How are DIAObjects created?

deppep · November 11, 2025, 2:21pm

Hello,

I’m trying to understand the exact algorithm used for creating the DiaObject table. According to the DP1 paper:

The DiaObject catalog contains the astrophysical objects that DiaSources are associated with (i.e., the “DiaObjects”). The DiaObject catalog only contains non-Solar System Objects; Solar System Objects are instead recorded in the SSObject catalog (see below for a description of the SSObject catalog). When a DiaSource is identified, the DiaObject and SSObject catalogs are searched for objects to associate it with. If no association is found, a new DiaObject is created and the DiaSource is associated to it.
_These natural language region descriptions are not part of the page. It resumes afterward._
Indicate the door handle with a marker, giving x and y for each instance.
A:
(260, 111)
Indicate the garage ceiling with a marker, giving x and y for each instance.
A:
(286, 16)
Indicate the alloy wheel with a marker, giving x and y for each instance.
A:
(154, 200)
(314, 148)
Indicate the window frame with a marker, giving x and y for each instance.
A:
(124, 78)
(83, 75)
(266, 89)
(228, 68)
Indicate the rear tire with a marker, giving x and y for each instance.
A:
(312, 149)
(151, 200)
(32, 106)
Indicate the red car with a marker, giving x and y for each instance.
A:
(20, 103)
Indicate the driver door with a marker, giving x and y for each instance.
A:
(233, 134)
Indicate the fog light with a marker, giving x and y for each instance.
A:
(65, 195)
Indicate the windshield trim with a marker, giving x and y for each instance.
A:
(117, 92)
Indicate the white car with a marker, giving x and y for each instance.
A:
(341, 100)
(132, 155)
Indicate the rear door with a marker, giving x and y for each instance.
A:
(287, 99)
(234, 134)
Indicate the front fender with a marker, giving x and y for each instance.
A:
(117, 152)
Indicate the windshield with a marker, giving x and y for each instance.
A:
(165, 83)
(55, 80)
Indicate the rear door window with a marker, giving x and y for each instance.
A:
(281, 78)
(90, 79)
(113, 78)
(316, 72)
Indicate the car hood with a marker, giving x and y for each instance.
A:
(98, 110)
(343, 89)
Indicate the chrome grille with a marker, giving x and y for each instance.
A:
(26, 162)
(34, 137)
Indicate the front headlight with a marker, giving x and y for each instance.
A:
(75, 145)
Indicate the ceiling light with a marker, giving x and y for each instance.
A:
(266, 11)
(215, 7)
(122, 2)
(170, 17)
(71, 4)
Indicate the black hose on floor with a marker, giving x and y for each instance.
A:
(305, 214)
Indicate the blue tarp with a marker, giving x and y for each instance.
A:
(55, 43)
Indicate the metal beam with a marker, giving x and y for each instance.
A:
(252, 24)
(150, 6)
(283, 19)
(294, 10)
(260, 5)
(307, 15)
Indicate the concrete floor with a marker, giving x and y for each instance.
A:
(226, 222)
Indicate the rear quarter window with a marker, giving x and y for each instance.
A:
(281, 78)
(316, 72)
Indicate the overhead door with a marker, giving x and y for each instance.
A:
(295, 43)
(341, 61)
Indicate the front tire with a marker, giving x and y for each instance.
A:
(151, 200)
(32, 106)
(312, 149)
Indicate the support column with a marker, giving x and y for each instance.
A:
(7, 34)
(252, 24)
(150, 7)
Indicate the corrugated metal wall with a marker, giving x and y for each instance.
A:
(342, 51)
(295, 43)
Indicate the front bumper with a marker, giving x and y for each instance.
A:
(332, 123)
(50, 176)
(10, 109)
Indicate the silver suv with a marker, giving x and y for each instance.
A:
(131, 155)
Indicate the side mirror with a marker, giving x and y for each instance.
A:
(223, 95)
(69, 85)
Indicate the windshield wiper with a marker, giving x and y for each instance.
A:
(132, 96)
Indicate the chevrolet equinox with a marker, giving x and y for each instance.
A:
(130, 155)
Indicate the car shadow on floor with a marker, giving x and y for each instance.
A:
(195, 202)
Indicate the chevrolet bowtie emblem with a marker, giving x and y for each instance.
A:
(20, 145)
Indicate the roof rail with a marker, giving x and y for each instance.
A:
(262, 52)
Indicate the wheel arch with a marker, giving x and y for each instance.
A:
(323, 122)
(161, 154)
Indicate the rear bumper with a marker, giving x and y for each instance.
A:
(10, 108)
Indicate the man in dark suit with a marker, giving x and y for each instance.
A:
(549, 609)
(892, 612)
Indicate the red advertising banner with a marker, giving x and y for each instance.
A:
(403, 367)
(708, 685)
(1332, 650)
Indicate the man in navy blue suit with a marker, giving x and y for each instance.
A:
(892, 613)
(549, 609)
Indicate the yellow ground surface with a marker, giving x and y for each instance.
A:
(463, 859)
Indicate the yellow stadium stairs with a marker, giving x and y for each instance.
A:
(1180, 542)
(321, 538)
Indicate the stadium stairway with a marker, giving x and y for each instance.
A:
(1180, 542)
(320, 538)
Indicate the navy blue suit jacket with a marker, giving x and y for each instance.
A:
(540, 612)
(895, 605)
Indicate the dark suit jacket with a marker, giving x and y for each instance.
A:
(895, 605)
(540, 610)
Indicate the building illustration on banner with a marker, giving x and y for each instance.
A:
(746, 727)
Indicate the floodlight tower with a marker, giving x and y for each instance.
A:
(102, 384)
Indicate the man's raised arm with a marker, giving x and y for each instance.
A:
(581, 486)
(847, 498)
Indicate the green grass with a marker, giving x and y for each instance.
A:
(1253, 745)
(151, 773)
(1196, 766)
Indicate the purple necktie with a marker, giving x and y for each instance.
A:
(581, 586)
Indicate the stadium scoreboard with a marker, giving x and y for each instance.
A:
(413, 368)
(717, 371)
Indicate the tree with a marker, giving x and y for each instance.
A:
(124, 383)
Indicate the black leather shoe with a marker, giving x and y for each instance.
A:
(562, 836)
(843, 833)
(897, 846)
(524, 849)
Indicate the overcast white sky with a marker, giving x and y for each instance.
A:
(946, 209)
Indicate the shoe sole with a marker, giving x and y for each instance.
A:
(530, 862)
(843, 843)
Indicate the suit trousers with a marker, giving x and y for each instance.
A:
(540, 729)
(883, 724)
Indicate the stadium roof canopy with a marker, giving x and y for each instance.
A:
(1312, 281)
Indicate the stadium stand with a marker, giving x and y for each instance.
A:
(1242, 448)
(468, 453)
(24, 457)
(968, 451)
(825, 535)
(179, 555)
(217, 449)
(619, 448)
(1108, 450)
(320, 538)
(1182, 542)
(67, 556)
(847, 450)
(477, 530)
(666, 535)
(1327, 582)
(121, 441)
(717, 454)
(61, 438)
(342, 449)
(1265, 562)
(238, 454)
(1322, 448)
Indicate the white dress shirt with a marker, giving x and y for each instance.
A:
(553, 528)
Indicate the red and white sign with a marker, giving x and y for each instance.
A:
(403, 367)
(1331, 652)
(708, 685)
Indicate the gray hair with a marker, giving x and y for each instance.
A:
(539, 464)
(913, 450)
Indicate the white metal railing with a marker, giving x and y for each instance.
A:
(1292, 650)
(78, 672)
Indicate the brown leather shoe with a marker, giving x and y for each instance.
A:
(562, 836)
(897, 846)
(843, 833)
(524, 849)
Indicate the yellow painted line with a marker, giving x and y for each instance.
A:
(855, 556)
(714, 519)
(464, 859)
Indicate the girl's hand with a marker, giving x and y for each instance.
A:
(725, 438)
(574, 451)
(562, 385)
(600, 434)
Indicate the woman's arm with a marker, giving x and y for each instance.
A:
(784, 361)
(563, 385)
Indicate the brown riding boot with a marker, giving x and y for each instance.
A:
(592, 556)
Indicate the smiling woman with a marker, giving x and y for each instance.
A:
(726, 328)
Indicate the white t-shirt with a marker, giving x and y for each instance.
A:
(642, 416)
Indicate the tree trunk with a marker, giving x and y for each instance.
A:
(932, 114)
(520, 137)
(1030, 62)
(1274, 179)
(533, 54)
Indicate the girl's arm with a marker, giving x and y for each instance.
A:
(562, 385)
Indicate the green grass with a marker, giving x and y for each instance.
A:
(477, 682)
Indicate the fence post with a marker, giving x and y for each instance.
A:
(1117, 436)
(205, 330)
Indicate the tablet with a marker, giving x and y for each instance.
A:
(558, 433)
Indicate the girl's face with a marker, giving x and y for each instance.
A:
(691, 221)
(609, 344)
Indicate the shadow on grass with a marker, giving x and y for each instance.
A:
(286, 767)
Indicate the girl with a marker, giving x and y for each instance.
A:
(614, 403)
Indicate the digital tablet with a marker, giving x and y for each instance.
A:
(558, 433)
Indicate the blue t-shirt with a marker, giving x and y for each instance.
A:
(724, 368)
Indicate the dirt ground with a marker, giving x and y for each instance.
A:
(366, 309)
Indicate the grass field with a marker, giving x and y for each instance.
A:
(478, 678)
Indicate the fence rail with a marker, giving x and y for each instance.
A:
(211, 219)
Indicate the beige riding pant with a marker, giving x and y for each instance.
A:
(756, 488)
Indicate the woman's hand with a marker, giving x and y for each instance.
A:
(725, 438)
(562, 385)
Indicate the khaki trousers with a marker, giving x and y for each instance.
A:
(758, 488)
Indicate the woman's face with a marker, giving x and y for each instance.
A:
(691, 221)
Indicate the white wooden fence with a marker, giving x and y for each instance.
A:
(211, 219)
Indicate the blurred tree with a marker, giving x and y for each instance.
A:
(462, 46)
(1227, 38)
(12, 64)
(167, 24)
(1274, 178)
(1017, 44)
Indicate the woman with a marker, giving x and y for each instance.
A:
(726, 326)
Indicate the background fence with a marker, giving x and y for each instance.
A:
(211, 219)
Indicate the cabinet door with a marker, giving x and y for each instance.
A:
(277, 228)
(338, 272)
Based on this description, my interpretation of the algorithm is:

for source in diaSources_sorted_by_time:
    # Search for compatible DiaObjects within spatial tolerance
    candidate_objects = find_objects_within_cone(
        center=source.centroid, 
        radius=source.positional_error
    )
    
    if candidate_objects is empty:
        # No match found: create new DiaObject
        create_new_diaobject(source.id)
    else:
        # Multiple matches: associate with closest object
        source.diaObjectId = min(candidate_objects, key=distance_to_source)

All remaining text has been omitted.